Le système antimissile américain de Roumanie inauguré est considéré comme une menace par Moscou

Le secrétaire général de l'Otan Jens Stoltenberg et le Premier ministre roumain Dacian Ciolos arrivent pour l'inauguration de la base aérienne de Deveselu, le 12 mai 2016.

Le système antimissile américain de Deveselu, au sud de la Roumanie, a été déclaré officiellement opérationnel jeudi provoquant la colère de la Russie qui le considère comme une menace pour sa sécurité.

"Les Etats-Unis et la Roumanie font l'histoire aujourd'hui en livrant ce système à l'Otan", a déclaré le commandant des forces navales américaines en Europe et en Afrique Mark Ferguson lors de la cérémonie d'inauguration à laquelle participaient aussi le secrétaire général de l'Otan Jens Stoltenberg et plusieurs responsables roumains.

"Nous marquons aujourd'hui un moment important pour l'Otan et pour la sécurité transatlantique", a renchéri M. Stoltenberg, devant le bâtiment austère en béton d'une vingtaine de mètres de haut, surplombé par des antennes et orné du drapeau américain, placé au coeur de ce système.

Le système "représente un renforcement important de la capacité de défendre les Alliés européens contre la prolifération de missiles balistiques émanant d'au-delà de la zone euro-atlantique", notamment du Moyen Orient, a-t-il ajouté.

La mise en service, prévue de longue date, a provoqué une vive réaction de la Russie. "Nous le disons depuis le début, (...) nous en sommes convaincus: le déploiement du système antimissile est en soi une menace pour la sécurité de la Russie", a déclaré à Moscou le porte-parole du Kremlin, Dmitri Peskov.

Le système de défense est présenté par Washington comme une protection face à l'Iran, mais Moscou le considère comme dirigé contre sa dissuasion nucléaire.

"Pas dirigé contre la Russie"

A Deveselu, M. Stoltenberg a réitéré que la Russie n'avait rien à craindre. "Le site en Roumanie, tout comme celui (qui sera érigé, ndlr) en Pologne, n'est pas dirigé contre la Russie", a-t-il souligné.
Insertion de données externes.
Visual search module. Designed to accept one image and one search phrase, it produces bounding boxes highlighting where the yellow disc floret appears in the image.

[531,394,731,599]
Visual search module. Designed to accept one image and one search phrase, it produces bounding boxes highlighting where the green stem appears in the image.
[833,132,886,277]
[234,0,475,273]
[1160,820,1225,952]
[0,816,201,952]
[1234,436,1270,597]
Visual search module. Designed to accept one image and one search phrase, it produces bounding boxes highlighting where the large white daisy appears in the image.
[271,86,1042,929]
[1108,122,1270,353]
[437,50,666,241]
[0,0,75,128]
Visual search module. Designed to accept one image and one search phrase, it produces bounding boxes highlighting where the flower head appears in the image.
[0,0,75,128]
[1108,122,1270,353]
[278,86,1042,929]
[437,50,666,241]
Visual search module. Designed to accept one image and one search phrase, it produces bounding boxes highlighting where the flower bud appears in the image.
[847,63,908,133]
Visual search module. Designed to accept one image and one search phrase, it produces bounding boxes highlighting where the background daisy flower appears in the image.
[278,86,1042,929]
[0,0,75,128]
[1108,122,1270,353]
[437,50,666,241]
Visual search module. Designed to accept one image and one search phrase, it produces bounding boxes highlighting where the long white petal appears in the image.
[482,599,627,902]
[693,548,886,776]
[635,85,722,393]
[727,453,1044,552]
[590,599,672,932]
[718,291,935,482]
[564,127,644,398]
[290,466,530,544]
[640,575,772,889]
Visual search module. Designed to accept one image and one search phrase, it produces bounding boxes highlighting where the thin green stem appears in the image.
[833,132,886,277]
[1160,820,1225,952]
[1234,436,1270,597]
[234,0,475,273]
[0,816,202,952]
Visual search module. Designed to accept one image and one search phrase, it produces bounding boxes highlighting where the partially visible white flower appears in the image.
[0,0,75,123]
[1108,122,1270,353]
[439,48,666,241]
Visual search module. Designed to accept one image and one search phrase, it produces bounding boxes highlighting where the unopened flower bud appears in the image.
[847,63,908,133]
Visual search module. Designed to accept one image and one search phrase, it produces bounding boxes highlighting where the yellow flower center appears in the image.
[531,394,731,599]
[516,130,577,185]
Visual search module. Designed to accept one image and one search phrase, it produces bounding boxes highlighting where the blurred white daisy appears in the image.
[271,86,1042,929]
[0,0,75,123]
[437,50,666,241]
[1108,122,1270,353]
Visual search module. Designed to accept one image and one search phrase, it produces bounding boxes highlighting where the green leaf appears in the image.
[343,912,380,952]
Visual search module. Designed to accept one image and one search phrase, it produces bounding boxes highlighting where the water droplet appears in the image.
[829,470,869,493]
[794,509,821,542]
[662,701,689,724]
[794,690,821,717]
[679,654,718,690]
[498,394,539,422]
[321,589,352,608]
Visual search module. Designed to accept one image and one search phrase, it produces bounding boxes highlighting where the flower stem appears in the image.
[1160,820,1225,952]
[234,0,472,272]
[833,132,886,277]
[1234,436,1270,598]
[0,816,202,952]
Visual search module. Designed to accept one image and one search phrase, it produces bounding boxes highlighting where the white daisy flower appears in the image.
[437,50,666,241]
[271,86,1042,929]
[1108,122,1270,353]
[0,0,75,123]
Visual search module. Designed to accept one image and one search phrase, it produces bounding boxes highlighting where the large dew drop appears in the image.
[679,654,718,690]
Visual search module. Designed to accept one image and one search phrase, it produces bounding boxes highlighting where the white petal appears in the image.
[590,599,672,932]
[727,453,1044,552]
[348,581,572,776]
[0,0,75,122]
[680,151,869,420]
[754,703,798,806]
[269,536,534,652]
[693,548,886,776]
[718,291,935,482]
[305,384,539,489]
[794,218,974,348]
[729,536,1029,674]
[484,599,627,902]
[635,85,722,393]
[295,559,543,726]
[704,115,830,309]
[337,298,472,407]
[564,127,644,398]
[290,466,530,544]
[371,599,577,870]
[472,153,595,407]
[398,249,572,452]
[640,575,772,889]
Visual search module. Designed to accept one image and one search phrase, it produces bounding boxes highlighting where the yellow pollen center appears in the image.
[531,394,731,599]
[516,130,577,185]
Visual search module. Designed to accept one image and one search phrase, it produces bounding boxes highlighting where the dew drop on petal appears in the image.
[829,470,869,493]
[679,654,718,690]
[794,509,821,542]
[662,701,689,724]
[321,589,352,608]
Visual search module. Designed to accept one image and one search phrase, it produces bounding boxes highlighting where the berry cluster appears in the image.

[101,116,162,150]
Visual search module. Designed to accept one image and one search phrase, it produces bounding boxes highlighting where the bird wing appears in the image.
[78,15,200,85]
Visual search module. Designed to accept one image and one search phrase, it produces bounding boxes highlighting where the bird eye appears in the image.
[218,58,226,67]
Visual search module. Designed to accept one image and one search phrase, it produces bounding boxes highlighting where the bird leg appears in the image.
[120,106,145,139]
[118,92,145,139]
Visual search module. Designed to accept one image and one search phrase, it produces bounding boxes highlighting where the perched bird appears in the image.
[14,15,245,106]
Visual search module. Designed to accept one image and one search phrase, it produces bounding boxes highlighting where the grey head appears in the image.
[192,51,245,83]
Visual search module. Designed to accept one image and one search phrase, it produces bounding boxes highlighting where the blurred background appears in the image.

"Les intercepteurs sont peu nombreux et situés trop au sud ou trop près de la Russie pour pouvoir intercepter des missiles balistiques intercontinentaux russes", a-t-il argumenté.

Le site roumain, dont la construction a coûté environ 800 millions de dollars, est notamment formé de missiles intercepteurs de type SM-2. Il deviendra officiellement un élément du bouclier antimissile de l'Otan lors du sommet de Varsovie, en juillet.

Selon M. Stoltenberg, l'Otan a a expliqué cela à plusieurs reprises à Moscou, "offrant transparence, dialogue et coopération", mais en vain.

"La Russie n'a pas répondu de manière positive à nos offres et a mis fin à ce dialogue en 2013", a-t-il martelé, ajoutant que cela "demeure une question inquiétante".

Le représentant de la Russie auprès de l'OTAN, Alexandre Grouchko, a déclaré pour sa part ne pouvoir "être convaincu par les déclarations de l'Otan selon lesquelles le système antimissile américain ne vise pas la Russie".

Cité par l'agence de presse russe Interfax, il a également dénoncé "des systèmes de défense antimissile déployés dans la région, en permanence prêts au combat" et "des infrastructures militaires se rapprochant des frontières russes".

Lancé en 2010, le projet de bouclier antimissile de l'Otan, basé essentiellement sur la technologie américaine, vise le déploiement progressif d'intercepteurs de missiles et de puissants radars dans l'est de l'Europe et en Turquie.

Le site de Deveselu, dont les travaux ont commencé en octobre 2013, fait partie de la deuxième phase de ce projet, après le déploiement d'un radar en Turquie et de quatre navires Aegis dotés de capacités de défense antimissile à Rota, en Espagne.

La troisième phase vise la mise en place d'un système de défense antimissile en Pologne. Les travaux sur le site de Redzikowo (nord), qui débutent vendredi, devraient être achevés fin 2018. Situé à quelque 250 km de l'enclave russe de Kaliningrad, il doit abriter 24 missiles SM-3 et devrait aussi être équipé de défenses anti-aériennes, ce qui devrait être perçu par les Russes comme un pas de plus dans l'encerclement de leur territoire.